Watching Grief

IMG_2Thank you for the article about Change and Healing. It helped me make sense of my thoughts and feelings. I thought I would share them with you.

Three months ago, a baby died.

Since then, I have been watching grief threaten to overwhelm our family. Its long fingers reach deeper and deeper into who we are, who we were, who we thought we were.
It’s hard to let go, we are clinging on to time. As weeks go by, we are acutely aware that we are moving further and further away from the moments when he was there. Anything that comes between his passing and today is unwelcome and resented.

Grief is leading us. During the initial shock, there seemed to be an energy to lead the way, deciding how we wanted to grieve, how we wanted to remember this little one and how we wanted to remember the moments that surrounded his passing. Now, grief seems to reach a momentum of its own. It seems to be dragging us, not in any specific direction, it’s a downward spiral and a roller coaster at the same time. Perhaps our physical and mental resources are running too low to know which way to go.

Nothing is left untouched, nothing is safe. Events and occasions that used to be simple are now charged with meaning, grief, sadness and the agony of the absence. And events that were tricky before are now downright daunting. You never know when you’ll be caught off guard by an advert on the radio, a lyric, a smile, a comment.

We live in a time warp, we are stretched between the past – how we used to behave before, the present – the sadness, the longing – and the might-have-been or should-have-been, the present not as it is but as we had dreamt it, what we had hoped to do with this baby, what we would be doing if he were here.

It changes the nature of everything. It’s like having a pair of deforming glasses. Everything is seen through the glass of grief, interpreted in the light of grief. Things are no longer seen for what they actually are but for what they remind us of. A gesture of love is avoided because it is a painful reminder of the loss.

We walk on eggshells. We are tense – on the look out for any reminder of our pain that might come up in a conversation or in our lives in general, so that we can move away before it gets too close. In that sense, we’re no longer fully in the present.

The shadow of anger is flying around, it reminds me of the TV programmes where you see some kind of energy shape fly around and suddenly stick to something. Who knows where the anger will land next, it’s never far away!

As we try to avoid suffering, we run the risk of compounding the injury.
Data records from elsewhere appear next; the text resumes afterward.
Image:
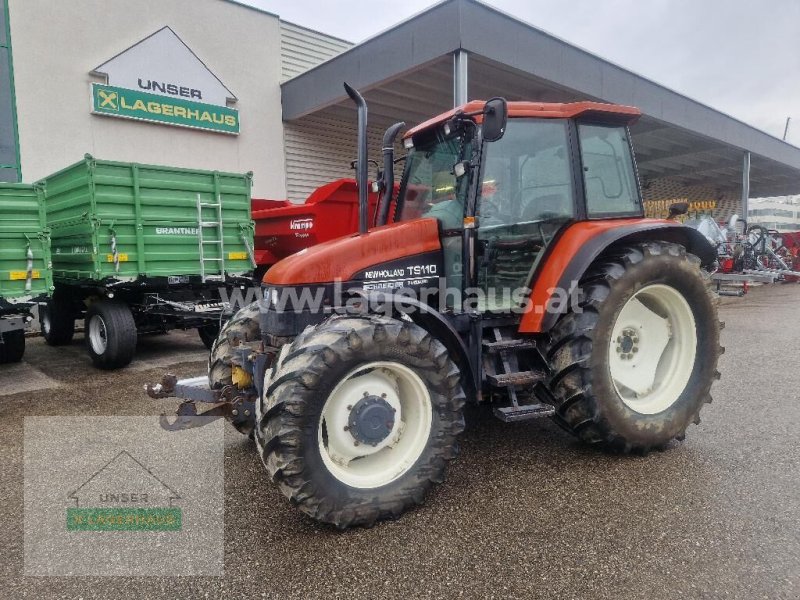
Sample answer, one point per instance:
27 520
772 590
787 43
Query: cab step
508 345
518 379
523 412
As we try to avoid the pain, we withdraw, tighten, move away from each other, possibly hurting each other even more. A movement to withdraw from the suffering is so easy to misunderstand and regret.
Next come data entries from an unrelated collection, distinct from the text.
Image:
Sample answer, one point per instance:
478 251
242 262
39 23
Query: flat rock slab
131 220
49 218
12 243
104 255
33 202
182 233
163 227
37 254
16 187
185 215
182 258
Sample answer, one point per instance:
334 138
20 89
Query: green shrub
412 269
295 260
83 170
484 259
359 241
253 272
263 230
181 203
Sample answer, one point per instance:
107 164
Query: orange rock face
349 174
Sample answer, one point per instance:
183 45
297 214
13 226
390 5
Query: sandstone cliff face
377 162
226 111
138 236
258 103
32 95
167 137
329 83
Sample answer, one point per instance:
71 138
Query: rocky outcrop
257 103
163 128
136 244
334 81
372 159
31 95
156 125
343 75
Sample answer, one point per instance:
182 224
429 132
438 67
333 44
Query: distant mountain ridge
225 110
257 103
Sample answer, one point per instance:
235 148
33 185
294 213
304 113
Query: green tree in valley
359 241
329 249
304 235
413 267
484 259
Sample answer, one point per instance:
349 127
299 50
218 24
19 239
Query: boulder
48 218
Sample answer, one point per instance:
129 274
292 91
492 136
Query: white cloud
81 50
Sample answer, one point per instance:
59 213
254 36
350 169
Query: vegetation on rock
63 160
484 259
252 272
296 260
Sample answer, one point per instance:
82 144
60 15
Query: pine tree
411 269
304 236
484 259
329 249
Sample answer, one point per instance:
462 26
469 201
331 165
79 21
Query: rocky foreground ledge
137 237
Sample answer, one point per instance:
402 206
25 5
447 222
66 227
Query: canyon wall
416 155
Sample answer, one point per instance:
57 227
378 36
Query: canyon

Despite our willingness to talk to each other, it is so big that it’s difficult to express what we feel. We are caught between our own grief and others’ grief. How do you express what you need while respecting the other person’s grief? How do respect another person’s grief without causing injury to the living? Then there is unspeakable, whose needs must prevail above the others?

I want to grieve as a child. They seem to have a way to take it in their stride, they have a matter of fact way of talking about life and death. So far, they don’t seem to be scared. The circumstances have sheltered them from the entirety of reality and from seeing the grief of all the adults. They also don’t seem take it all in at once, one by one the aspects of death and grief dawn on them and then they process it, then move on. Until the next time.

I want to work on trust, trust in life, in God, in love. Things will work out, there is light, there is hope, and there is a family. This is simply our path and there is a lot to learn on the way.